Monique Wadsted is a Swedish lawyer. She is a partner at Bird & Bird in Stockholm.

==Career==
Wadsted received an LLM from Stockholm University in 1988 and clerked for the Stockholm District Court in 1989–90. Before moving to Bird & Bird, she was a partner at Magnusson Wahlin Qvist Stanbrook (MAQS) Advokatbyrå. In 2017, she was named one of the top 250 women in intellectual property law by Managing Intellectual Property.

Monique Wadsted is since 2017 included in the Hall of Fame of The Legal 500 for her work in intellectual property law and media law.

==Cases==
She represented Swedish Match in a case regarding the borders between freedom of speech and advertising. She has also represented Duracell against Philips, KF against Gillette, Canal+ against TV1000, and Duka against Bodum.

Later she represented firms including Warner Bros., Metro-Goldwyn-Mayer, Columbia Pictures, 20th Century Fox in The Pirate Bay trial. At the trial, she argued that The Pirate Bay was not "passive" in its distribution of content. She was doxxed while the trial proceeded.

In 2014 she represented the journalist Pia Gadd in Svensson v Retriever Sverige AB, a case before the Court of Justice of the European Union regarding linking and copyright. The law in Svensson was later developed in cases such as GS Media v Sanoma.

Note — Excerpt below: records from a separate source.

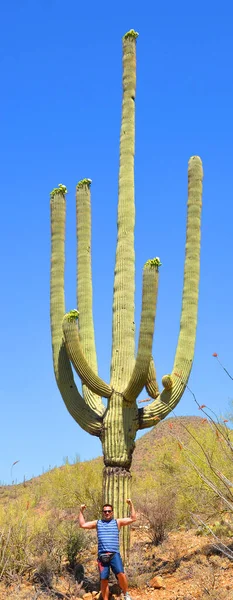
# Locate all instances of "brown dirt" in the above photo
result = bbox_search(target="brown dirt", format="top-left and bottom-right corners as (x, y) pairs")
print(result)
(0, 527), (233, 600)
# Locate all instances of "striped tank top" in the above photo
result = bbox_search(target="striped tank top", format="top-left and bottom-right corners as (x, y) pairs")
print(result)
(97, 519), (120, 554)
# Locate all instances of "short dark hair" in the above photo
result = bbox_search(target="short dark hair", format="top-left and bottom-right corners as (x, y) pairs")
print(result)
(102, 502), (113, 510)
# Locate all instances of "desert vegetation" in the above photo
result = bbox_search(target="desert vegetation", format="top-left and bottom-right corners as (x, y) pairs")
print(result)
(0, 418), (233, 595)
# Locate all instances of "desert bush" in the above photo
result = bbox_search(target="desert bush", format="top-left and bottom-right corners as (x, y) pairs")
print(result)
(137, 488), (175, 546)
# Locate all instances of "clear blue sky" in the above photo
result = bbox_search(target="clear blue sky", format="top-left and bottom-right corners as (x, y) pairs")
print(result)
(0, 0), (233, 483)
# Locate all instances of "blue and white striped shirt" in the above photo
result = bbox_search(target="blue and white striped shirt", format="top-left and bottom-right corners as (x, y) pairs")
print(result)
(97, 519), (120, 554)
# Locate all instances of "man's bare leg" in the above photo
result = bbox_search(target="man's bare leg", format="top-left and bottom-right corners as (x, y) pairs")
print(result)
(100, 579), (109, 600)
(117, 573), (128, 594)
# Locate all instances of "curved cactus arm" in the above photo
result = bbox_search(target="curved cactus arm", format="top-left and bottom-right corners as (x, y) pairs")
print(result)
(62, 310), (112, 398)
(111, 31), (138, 392)
(145, 357), (159, 398)
(139, 156), (203, 429)
(76, 179), (102, 410)
(50, 185), (102, 436)
(123, 258), (161, 402)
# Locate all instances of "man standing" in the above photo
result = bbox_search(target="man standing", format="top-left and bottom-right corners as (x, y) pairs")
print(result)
(79, 499), (136, 600)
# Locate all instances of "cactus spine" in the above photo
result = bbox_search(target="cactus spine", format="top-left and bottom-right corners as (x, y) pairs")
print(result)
(50, 30), (203, 556)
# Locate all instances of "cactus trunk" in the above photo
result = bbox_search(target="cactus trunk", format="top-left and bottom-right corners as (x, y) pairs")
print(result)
(103, 467), (131, 562)
(50, 30), (203, 558)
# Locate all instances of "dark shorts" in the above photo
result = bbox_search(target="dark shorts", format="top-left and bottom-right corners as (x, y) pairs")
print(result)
(97, 552), (124, 579)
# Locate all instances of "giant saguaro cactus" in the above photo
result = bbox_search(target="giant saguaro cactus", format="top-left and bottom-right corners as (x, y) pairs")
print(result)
(51, 31), (202, 551)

In 2017 she represented Bringwell Sverige AB before the Supreme Court of Sweden in a case regarding damages caused by an interim injunction. The case regarded the legal basis for damages, calculation of damages and evidence of commercial loss.

In 2019 she represented the scientific publisher Elsevier by sending a cease and desist letter to the edtech company Citationsy for linking to Sci-Hub on their blog. She also represented Fredrik Virtanen in legal proceedings related to his defamation suit against Cissi Wallin.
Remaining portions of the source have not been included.